The research findings point to a comprehensive approach to viral infections that encompasses both preventive and therapeutic strategies. At the preventive level, maintaining adequate vitamin D levels with a target of 30–50 ng/ml and supporting innate immunity through micronutrient sufficiency have emerged as crucial factors. Early intervention at the first signs of infection can significantly impact disease progression. Recently, a novel option of immediate vitamin D repletion has emerged, since a partially activated vitamin D derivative, calcifediol, has become available for therapeutic interventions, as drug and as nutritional supplement. Due to its excellent bioavailability, this allows for rapid vitamin D repletion within a few hours, which might be life-saving for patients, who already show symptoms of infection. These “host factors” to optimise immunity have been severely underrecognised in individual patient care, management of risk populations and public health considerations.  Several efforts to mitigate ongoing hyperinflammation in progressive viral disease (such as anti-IL1, anti-IL6 or JAK-STAT pathway inhibition, e.g. in COVID-19), have been made, yet with equivocal results. Targeted complement inhibition may – in select cases, that reveal thrombotic microangiopathy – show promise in preventing irreversible organ damage and fatal disease outcomes. Remarkably, in this case, whilst kidney damage was not reversed immediately, kidney function was restored within 4 months after receiving treatment. This recovery timeline suggests, that even severe organ dysfunction may be reversible, if the underlying immune disorder related to dysregulation is effectively addressed.

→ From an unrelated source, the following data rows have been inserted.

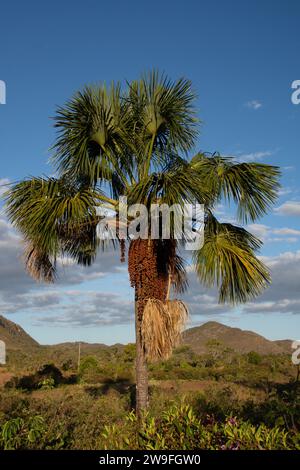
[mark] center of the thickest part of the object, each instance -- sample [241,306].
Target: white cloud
[265,233]
[254,104]
[289,208]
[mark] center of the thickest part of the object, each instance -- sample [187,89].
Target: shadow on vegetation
[124,387]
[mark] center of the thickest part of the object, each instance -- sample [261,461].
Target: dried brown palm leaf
[162,325]
[38,264]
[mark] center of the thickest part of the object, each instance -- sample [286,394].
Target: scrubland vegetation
[219,400]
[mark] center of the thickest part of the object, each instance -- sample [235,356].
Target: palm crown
[135,142]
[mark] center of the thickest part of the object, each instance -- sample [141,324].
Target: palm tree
[135,143]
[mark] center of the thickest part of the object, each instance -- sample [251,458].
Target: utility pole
[79,353]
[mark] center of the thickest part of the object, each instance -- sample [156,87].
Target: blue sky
[241,57]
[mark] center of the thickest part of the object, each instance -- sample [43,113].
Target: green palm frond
[227,260]
[41,207]
[90,128]
[252,186]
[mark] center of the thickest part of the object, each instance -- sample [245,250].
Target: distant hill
[14,336]
[197,338]
[240,340]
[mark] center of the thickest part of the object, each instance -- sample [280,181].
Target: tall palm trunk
[149,281]
[141,364]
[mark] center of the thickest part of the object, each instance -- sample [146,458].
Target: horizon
[124,343]
[241,59]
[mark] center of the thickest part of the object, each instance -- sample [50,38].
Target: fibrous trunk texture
[158,320]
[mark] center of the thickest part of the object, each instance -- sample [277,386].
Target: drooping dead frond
[162,325]
[38,264]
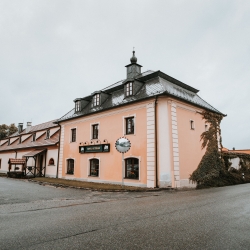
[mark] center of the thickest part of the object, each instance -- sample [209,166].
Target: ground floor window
[94,167]
[51,161]
[132,168]
[70,166]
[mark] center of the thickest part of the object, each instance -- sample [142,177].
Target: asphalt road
[44,217]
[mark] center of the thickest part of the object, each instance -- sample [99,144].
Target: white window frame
[77,106]
[66,166]
[192,125]
[91,130]
[70,135]
[88,168]
[124,124]
[139,159]
[206,127]
[129,88]
[95,102]
[47,137]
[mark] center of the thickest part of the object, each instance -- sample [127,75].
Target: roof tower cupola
[133,69]
[133,59]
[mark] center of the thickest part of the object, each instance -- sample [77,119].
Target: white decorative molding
[61,153]
[175,144]
[151,145]
[105,114]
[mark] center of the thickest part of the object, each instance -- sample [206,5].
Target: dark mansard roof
[154,83]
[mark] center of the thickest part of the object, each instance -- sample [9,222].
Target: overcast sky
[52,52]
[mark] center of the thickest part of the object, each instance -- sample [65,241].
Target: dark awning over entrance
[17,161]
[34,153]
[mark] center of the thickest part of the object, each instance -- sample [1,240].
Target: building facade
[38,145]
[157,113]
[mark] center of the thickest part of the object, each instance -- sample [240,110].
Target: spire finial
[133,59]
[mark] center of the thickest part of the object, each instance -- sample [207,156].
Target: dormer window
[48,134]
[129,89]
[34,137]
[96,100]
[78,106]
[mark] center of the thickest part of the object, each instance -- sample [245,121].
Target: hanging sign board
[99,148]
[123,145]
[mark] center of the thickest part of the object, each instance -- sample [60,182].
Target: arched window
[94,167]
[70,166]
[132,168]
[51,161]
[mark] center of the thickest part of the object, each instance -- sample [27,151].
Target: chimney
[133,69]
[28,128]
[20,127]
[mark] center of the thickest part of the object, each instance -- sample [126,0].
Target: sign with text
[99,148]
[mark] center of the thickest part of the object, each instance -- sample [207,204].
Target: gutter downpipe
[156,148]
[58,151]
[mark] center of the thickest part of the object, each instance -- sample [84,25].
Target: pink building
[157,113]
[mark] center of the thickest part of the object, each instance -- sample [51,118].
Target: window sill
[126,178]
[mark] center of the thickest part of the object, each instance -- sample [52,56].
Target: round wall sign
[122,145]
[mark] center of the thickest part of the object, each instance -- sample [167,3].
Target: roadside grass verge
[227,179]
[89,185]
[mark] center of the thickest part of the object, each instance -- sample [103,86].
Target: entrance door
[41,165]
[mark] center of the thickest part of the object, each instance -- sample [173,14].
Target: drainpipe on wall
[15,158]
[58,152]
[156,148]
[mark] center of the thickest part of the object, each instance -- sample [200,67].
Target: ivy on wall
[212,163]
[215,168]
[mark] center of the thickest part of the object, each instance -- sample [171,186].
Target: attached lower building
[158,114]
[32,151]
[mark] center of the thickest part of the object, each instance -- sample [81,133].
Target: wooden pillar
[35,158]
[45,163]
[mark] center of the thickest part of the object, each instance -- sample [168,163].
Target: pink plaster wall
[110,128]
[190,152]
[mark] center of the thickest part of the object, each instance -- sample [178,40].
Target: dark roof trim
[132,64]
[39,146]
[168,78]
[139,100]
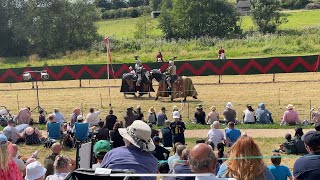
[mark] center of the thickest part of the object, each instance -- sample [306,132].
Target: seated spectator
[135,154]
[102,132]
[290,116]
[229,113]
[12,134]
[58,116]
[182,166]
[24,116]
[9,170]
[35,171]
[215,135]
[200,115]
[50,159]
[61,168]
[308,167]
[115,137]
[92,117]
[159,152]
[110,120]
[243,168]
[263,115]
[299,144]
[278,171]
[212,115]
[162,117]
[42,117]
[152,117]
[100,149]
[175,155]
[249,115]
[31,134]
[166,134]
[232,134]
[203,161]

A Model for Future Pandemic Preparedness

The increasing prevalence of both Hanta virus and emerging respiratory viruses highlights the urgent need for a dual approach to virus diseases. Population wide preventive measures such as vitamin D supplementation and earliest calcifediol treatment could substantially reduce the burden of severe cases and prevent the winter overload of public health care systems. Awareness of novel pathophysiological mechanisms, such as thrombotic microangiopathy, in viral disease allows for development of new treatments tailored to individual demands.

Furthermore, advanced therapeutic options, such as complement inhibitors, should be readily available for select, severe cases. Understanding the timing and interaction of immune responses has proven crucial for optimal treatment outcomes. This important research has highlighted the potential mechanisms of Hanta virus infection and progression within the human body, regarding COVID-19 as a comparator. Furthermore, Dr. Salmhofer and associates have identified a treatment to effectively and rapidly stop the immune response, which appeared to be fuelling the symptoms observed. A comprehensive approach, combining preventive and early measures, that are rapid, simple, safe and inexpensive, with targeted treatments aligned to individual patients´ needs in severe cases, could significantly improve outcomes in systemic viral infections. Further studies are warranted to verify whether components of the immune response are a feasible therapeutic target for certain patients with life-threatening viral infections. New tailored treatments could be developed, potentially transforming the lives of countless patients and their families by avoiding severe organ damage and improving overall survival rates.